2017-12-01

Payment Services Regulations 2017

Some interesting changes on 18th Jan 2018...

All those pesky charges for making card payments are finally going away. You will not be allowed to charge a customer any extra for paying by card.

This will have some interesting effects, many little shops that charge 50p or whatever, or charge 50p if paying below £10, will no longer be allowed to do so. This means, if they now have fees, they may decide simply to not take cards when below £10 or some such. In some ways that is a backwards step.

That said, merchant agreements (which are simply a contract between merchant and card handling company) may not allow that. That is not so easy for a third party (you wanting to buy something for £3 on a card) to effectively "enforce" on them, unlike the law covering the extra fee.

Anyway, how will A&A be affected by this...

Cheques

We accept cheques, and charge an admin fee. Cheques are outside these new rules, but for consumers we have very limited scope to charge for the extra time and hassle of staff taking a cheque to the bank. So the plan is no cheques from consumers. Businesses that insist on cheques (which is like half a dozen a month or something) will continue to be charged a £5 admin fee. Yes, we have people paying like £10 bill by cheque each month which means £5+VAT admin fee on top. I don't know what to say!

Given that no consumers actually pay by cheque, of have done for years, this will not be an issue, but does mean updating our terms.

Cards

We do take cards occasionally, as an emergency, and charge a fee.

The current plan is to stop taking cards at all.

This is not simply the cost of doing so. The fact we won't be able to charge those costs is just the last straw really. Card collections used to be really simple. We had it all automated. We rarely had any fraud. It worked well and we used for all our regular payments. Then PCI came along, and Barclays terminated our merchant account simply because I asked how "fines" for non compliance were valid in UK law. Not that we would not be compliant, but because I asked the question and they could not answer. Now we have a virtual card terminal (https) and merchant account via a different bank, and it is all manual, hence used rarely. There are costs, and the hassle of a stupid PCI compliance questionnaire that is technically impossible to complete honestly even if you wanted to. The advice from the bank is to just ignore the inconsistencies and stupidities in the questions! So yes, dropping cards is something I have been planning for a while.

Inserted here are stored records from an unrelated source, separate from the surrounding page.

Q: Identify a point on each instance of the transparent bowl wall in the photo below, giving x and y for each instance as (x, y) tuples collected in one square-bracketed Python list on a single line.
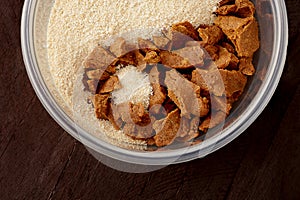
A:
[(269, 62)]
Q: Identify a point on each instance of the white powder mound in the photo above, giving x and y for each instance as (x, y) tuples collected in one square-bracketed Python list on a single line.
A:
[(136, 87), (77, 26)]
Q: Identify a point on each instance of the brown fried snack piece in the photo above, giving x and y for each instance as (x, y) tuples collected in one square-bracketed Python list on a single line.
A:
[(245, 8), (234, 82), (211, 52), (182, 32), (181, 91), (132, 58), (161, 42), (210, 81), (211, 34), (194, 55), (213, 120), (159, 95), (223, 2), (243, 33), (92, 85), (189, 127), (229, 47), (220, 104), (138, 114), (220, 82), (138, 132), (98, 74), (152, 57), (226, 59), (146, 44), (226, 10), (246, 66), (111, 84), (173, 60), (101, 104), (166, 129), (185, 28)]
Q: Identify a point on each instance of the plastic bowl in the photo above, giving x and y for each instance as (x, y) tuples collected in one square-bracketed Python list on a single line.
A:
[(269, 61)]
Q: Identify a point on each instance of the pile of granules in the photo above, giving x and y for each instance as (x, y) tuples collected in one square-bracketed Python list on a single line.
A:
[(76, 27)]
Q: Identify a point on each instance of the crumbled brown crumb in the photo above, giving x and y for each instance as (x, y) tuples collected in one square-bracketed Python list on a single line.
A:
[(224, 2), (212, 120), (161, 42), (159, 95), (181, 91), (98, 74), (245, 8), (186, 28), (166, 129), (193, 55), (246, 66), (92, 85), (146, 44), (152, 57), (138, 114), (226, 59), (243, 33), (211, 34), (226, 9), (101, 104), (111, 84)]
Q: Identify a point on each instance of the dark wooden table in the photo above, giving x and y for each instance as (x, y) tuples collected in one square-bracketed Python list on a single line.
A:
[(39, 160)]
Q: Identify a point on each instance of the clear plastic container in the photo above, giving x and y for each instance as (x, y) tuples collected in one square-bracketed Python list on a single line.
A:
[(269, 62)]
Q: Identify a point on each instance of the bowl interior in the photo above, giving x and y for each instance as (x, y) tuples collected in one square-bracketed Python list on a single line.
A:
[(265, 60)]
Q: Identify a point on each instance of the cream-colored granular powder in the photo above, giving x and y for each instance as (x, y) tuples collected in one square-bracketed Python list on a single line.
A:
[(136, 87), (77, 26)]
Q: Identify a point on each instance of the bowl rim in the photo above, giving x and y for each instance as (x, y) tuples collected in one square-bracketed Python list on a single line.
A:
[(157, 158)]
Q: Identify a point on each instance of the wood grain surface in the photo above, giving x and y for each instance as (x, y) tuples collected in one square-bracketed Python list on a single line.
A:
[(39, 160)]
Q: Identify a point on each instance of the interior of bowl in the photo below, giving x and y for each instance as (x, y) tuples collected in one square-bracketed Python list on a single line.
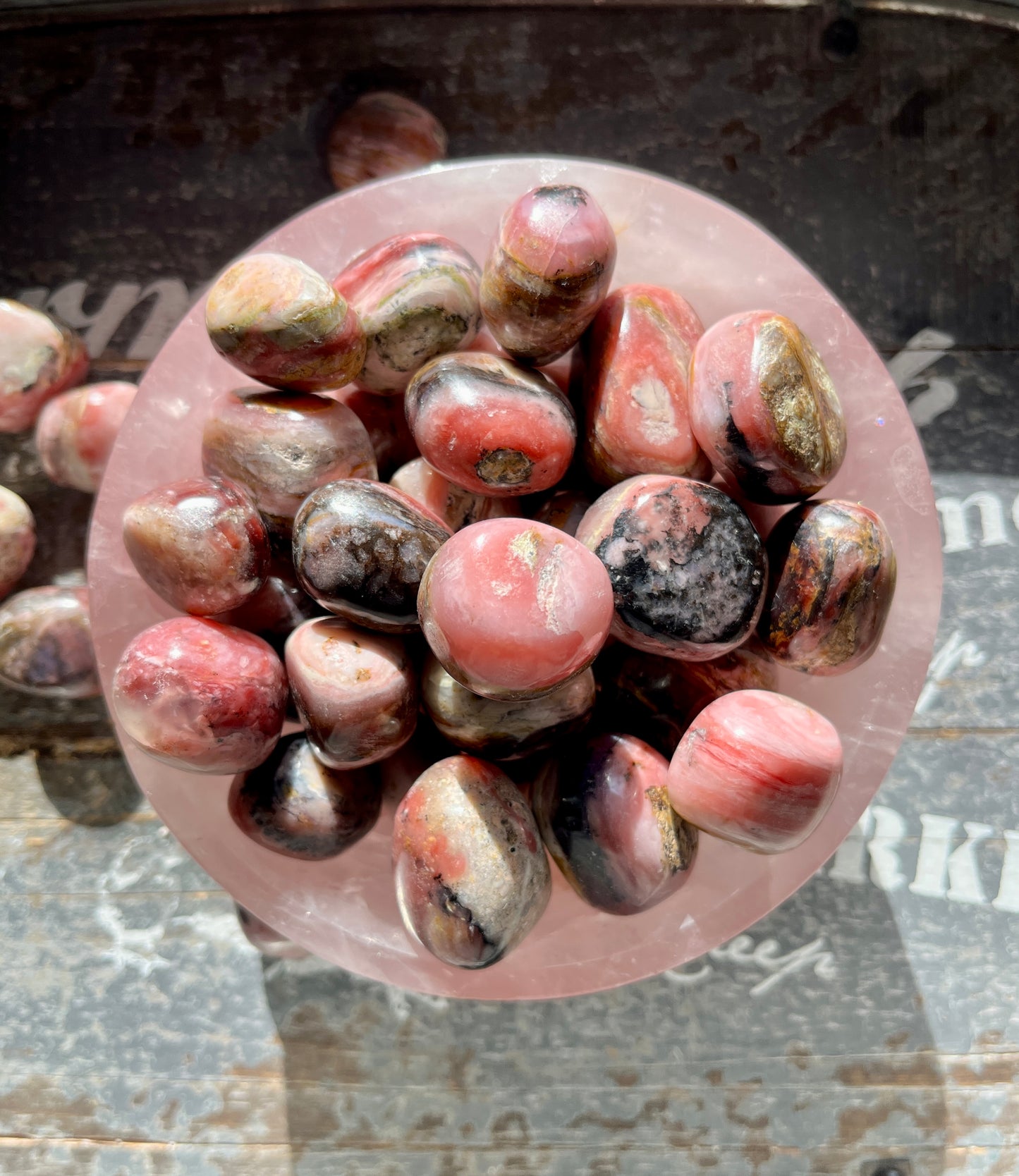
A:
[(344, 909)]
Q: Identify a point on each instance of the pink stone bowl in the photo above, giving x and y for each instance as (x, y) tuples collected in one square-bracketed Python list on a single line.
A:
[(345, 910)]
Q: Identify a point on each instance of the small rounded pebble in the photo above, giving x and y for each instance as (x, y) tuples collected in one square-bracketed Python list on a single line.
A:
[(452, 503), (635, 364), (283, 325), (360, 549), (198, 544), (17, 539), (386, 421), (39, 357), (281, 447), (549, 272), (273, 612), (202, 697), (500, 729), (832, 581), (355, 692), (513, 608), (298, 807), (46, 644), (658, 697), (564, 510), (491, 426), (417, 298), (758, 769), (764, 408), (383, 134), (471, 873), (266, 938), (686, 565), (77, 431), (605, 816)]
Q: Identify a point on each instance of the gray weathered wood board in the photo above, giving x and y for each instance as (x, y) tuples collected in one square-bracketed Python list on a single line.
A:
[(869, 1019)]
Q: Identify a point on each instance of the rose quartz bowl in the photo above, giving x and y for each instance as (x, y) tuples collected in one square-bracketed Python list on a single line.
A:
[(344, 910)]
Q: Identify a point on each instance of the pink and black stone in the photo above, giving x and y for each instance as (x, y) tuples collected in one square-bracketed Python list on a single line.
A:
[(513, 608), (46, 644), (386, 422), (383, 134), (471, 873), (564, 510), (281, 447), (658, 697), (764, 408), (77, 431), (266, 938), (504, 729), (17, 539), (298, 807), (355, 692), (635, 366), (283, 324), (202, 697), (832, 581), (604, 813), (688, 568), (758, 769), (198, 544), (39, 357), (274, 611), (417, 298), (549, 272), (452, 503), (489, 424), (360, 551)]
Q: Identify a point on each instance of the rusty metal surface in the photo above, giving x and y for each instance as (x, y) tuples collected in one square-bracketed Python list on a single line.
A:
[(871, 1019)]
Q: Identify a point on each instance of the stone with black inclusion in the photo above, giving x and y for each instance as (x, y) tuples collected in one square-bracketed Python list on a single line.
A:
[(686, 565)]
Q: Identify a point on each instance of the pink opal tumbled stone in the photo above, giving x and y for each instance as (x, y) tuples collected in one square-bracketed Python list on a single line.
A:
[(764, 407), (202, 697), (75, 433), (383, 134), (758, 769), (549, 272), (513, 608), (417, 298), (386, 421), (39, 357), (199, 544), (280, 447), (355, 692), (688, 567), (452, 503), (491, 426), (635, 364), (283, 324), (17, 539), (603, 809), (471, 874)]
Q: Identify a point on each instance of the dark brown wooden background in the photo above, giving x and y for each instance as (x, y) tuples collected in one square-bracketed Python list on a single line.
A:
[(869, 1019)]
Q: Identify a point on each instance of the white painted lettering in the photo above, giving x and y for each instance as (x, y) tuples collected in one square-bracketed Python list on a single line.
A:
[(953, 521)]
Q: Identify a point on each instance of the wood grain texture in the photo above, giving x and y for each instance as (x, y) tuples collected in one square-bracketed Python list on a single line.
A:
[(871, 1016)]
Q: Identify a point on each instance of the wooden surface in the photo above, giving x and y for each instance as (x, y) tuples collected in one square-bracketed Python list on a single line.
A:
[(867, 1026)]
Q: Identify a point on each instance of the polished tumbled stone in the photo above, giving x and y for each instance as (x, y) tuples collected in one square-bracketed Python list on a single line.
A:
[(549, 272), (603, 809), (686, 565), (471, 874), (832, 581), (764, 407), (758, 769)]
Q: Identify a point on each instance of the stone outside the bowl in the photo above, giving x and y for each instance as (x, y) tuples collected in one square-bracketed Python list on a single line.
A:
[(77, 431), (669, 235)]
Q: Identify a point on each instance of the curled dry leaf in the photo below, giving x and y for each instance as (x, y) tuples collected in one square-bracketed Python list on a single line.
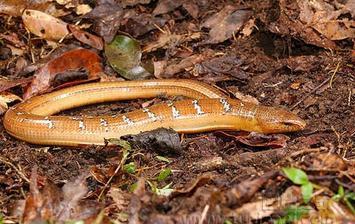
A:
[(225, 23), (16, 7), (74, 61), (86, 38), (44, 25), (324, 17), (266, 207), (168, 70)]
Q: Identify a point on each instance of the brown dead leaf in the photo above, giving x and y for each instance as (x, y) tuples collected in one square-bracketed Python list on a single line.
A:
[(324, 17), (169, 40), (126, 3), (225, 23), (199, 182), (266, 207), (302, 63), (294, 27), (72, 60), (8, 84), (165, 6), (140, 24), (16, 7), (107, 16), (53, 203), (44, 25), (13, 39), (86, 38), (6, 98), (327, 161), (261, 140), (227, 67), (120, 198), (168, 70)]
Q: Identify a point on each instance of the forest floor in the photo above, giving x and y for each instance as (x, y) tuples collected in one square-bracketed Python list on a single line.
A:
[(276, 53)]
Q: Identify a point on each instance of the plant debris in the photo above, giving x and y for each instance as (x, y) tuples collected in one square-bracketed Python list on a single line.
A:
[(297, 55)]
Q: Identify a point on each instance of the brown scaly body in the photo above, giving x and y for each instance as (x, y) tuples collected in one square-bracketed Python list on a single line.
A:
[(208, 109)]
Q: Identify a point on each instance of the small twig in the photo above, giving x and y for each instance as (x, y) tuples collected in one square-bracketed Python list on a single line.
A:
[(204, 214), (21, 174), (122, 162), (333, 75), (310, 93)]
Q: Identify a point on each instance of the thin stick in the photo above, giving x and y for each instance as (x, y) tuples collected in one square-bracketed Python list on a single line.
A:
[(310, 93)]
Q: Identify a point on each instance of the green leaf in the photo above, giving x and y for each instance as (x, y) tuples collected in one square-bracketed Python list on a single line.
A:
[(293, 213), (133, 187), (297, 176), (124, 55), (307, 191), (164, 159), (164, 174), (130, 167), (165, 191)]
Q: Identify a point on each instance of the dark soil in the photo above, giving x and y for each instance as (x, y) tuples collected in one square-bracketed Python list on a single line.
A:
[(278, 70)]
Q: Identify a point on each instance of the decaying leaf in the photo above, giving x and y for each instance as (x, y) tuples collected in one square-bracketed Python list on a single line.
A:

But we need to replace that with something, and the plan is to find a way to get faster payments fed in to the accounts system in real time.

What I am trying to sort out is one of the newer banks, like Monzo (but they do not do business accounts) so we can get a live API for faster payments coming in. Yes, Starling is one we are looking at. Fingers crossed.

If we get that then we'll change the account to which people normally pay via BACS, and we'll record the exact date/time of payments on the accounts. At present we have terms avoiding the issue of people paying on a non banking day, but this will make the payment date/time clearer, and allow instant automatic clearing of account credit issues, even out of hours.

We may even be able to offer new services paid for on-line by faster payments and provided instantly.

Direct Debits

No change! We don't charge for paying us by DD. We do charge an admin fee for not paying us by DD (i.e. the payment bounces), which is allowed.

BACS

We accept BACS payments anyway, and do not charge extra for paying us. We charge an admin fee for incorrect payments (for us allocating payment if no reference), but that seems to be allowed, and wholly avoidable by using the right reference!


This could be interesting, and I'll keep you posted on developments.

8 comments:

  1. Have you tried Starling for Business Accounts? They are doing early access, I'm sure that someone wanting to make extensive API would be good for them too. - https://www.starlingbank.com/business-account/

    ReplyDelete
  2. But, but... if the cards are only an emergency, why not only take card payments for longer terms? The fee for a hundred quid or so of card transaction is hardly going to be crippling, like it would be for £10, is it?

    (But I've never been on the merchant side of this so perhaps I don't understand how annoying it is.)

    ReplyDelete
    Replies
    1. To be honest, taking cards at all is a pain and a cost and this is just the last straw.

      Delete
  3. Crypto? Ethereum contracts :)

    ReplyDelete
  4. I started taking card payments from customers 2 years ago, including AmEx cards. I did not think it would make much difference, but my cashflow has drastically improved. I think you should re-evaluate and take all cards, not just for one-off payments, but for routine payments.

    ReplyDelete
    Replies
    1. We used to, but to be honest, for the services we offer, Direct Debits make a lot more sense.